In November 2019 Kape paid $127.6m (£99m) for Colorado-based Private Internet Access (PIA), a leading VPN provider.

The acquisition more than doubled Kape’s paid subscriber base, building on their 40% organic growth in subscriptions (2019) – taking total subscribers to 2.35 million (2019).

De-risking their revenue model by increasing subscriptions has been a key strategic goal for Kape and something they plan to build on. CEO Ido Erlichman stated in March that “we expect recurring revenue to increase to around 85%-90% in 2020”. The subscriptions are annual and paid in advance, so the model is brilliant for earnings visibility and cash generation.

The acquisition also significantly increases Kape’s foothold in the fast-growing US market and adds additional privacy products to Kape’s existing product suite. In Q2 Kape expect to launch their Cybersecurity Centre which is a dashboard that combines all the digital privacy and security needs for the end user – making it easier to up-sell additional products.

Kape funded the PIA deal through a mates’ rates short-term bridging loan from one of its largest shareholders, Tedi Sagi, the founder of the gambling software company Playtech (PTEC). Whilst PIA had existing debts of $32.1m, they were producing $14.7m in profits and $16.3m in operating cash flow. Kape expect the combined business to generate revenues of between $120m to $123m and underlying cash profit of between $35m to $38m by full-year 2020. They also anticipate making $3.5m to $4.5m of cost savings in the first 12 months post completion.

Growth at a very reasonable price

In March Kape published their full-year 2019 results which showed strong double-digit growth across all financial metrics.

Revenues jumped 26% to $66.1m, adjusted EBITDA surged 40% to $14.6m and cash flows increased by 12.5% to $17.9m.

The PIA deal should see Kape deliver full-year earnings (EPS) growth of 67% in 2020 – putting their forecast PE ratio of 16.6 firmly into perspective and indicating that Kape offer growth at a very reasonable price.

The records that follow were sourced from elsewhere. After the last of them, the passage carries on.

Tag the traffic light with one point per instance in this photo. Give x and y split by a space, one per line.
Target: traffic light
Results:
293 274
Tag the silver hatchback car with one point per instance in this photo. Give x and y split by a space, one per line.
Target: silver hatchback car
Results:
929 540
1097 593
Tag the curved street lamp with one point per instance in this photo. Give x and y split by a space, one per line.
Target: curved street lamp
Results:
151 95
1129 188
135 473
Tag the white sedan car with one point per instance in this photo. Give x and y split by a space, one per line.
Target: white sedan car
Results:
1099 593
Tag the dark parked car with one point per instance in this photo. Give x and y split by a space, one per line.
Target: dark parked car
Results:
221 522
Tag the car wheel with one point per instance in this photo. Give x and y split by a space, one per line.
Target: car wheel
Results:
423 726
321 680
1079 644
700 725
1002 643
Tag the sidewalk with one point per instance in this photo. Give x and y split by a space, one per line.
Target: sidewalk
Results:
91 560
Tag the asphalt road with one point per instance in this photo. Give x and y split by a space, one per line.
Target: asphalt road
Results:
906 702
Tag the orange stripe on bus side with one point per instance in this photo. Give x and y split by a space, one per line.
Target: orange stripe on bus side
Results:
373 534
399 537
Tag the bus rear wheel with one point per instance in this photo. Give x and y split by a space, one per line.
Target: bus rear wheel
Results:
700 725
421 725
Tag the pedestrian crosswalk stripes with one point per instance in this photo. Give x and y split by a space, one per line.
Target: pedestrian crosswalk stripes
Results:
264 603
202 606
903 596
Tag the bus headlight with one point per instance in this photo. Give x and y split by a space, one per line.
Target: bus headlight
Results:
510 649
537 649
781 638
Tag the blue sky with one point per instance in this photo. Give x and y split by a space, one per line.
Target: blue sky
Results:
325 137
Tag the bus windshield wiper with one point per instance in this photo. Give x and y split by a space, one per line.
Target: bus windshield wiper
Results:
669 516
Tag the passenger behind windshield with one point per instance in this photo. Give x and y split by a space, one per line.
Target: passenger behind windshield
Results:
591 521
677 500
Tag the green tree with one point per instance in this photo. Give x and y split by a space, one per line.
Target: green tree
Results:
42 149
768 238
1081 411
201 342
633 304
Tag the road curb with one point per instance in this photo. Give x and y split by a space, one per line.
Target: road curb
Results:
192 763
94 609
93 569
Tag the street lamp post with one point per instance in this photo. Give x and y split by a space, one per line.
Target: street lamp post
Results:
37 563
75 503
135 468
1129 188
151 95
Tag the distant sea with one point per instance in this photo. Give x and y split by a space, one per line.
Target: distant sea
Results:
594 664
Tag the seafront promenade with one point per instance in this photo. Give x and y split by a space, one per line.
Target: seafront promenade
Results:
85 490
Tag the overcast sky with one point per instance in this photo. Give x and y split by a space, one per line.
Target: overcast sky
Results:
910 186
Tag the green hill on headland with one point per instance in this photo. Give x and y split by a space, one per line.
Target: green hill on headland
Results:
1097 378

Kape reiterated it’s full-year guidance levels only last month and actually indicated that the pandemic was unlikely to have any negative impact on business.  In fact, commenting in his recent COVID-19 statement, CEO Ido Erlichman said that due to the sharp increase in remote working, Kape is seeing “increased demand for its products”… “this has been especially apparent within the Group’s digital privacy division, and in particular Kape’s VPN offering”.

Multiple bullish price gaps

Bullish price gaps occur when buying pressure in the pre-open auction is so strong that prices open above the previous day’s range. The majority of price gaps are filled during the same trading day and hence they are no longer visible on the price chart. However, occasionally price gaps will hold and prices will progress higher – this is a bullish sign as it indicates that buying is being met with more buying and not being absorbed by sellers.

We can see from Kape’s daily candle chart (right) that prices gapped higher in November following the PIA acquisition. Prices also gapped higher and held these gaps twice during March, at a time when there is no shortage of sellers. These bullish price gaps provide a clear indication of Kape’s relative strength. How many AIM stocks are in touching distance of all-time highs at the moment? The answer is less than 10%.

With bullish momentum on the price chart, strong underling catalysts for growth and resasurances that total demand is relatively unaffected by the pandemic, Kape makes an attractive addition to our AIM Investor portfolio.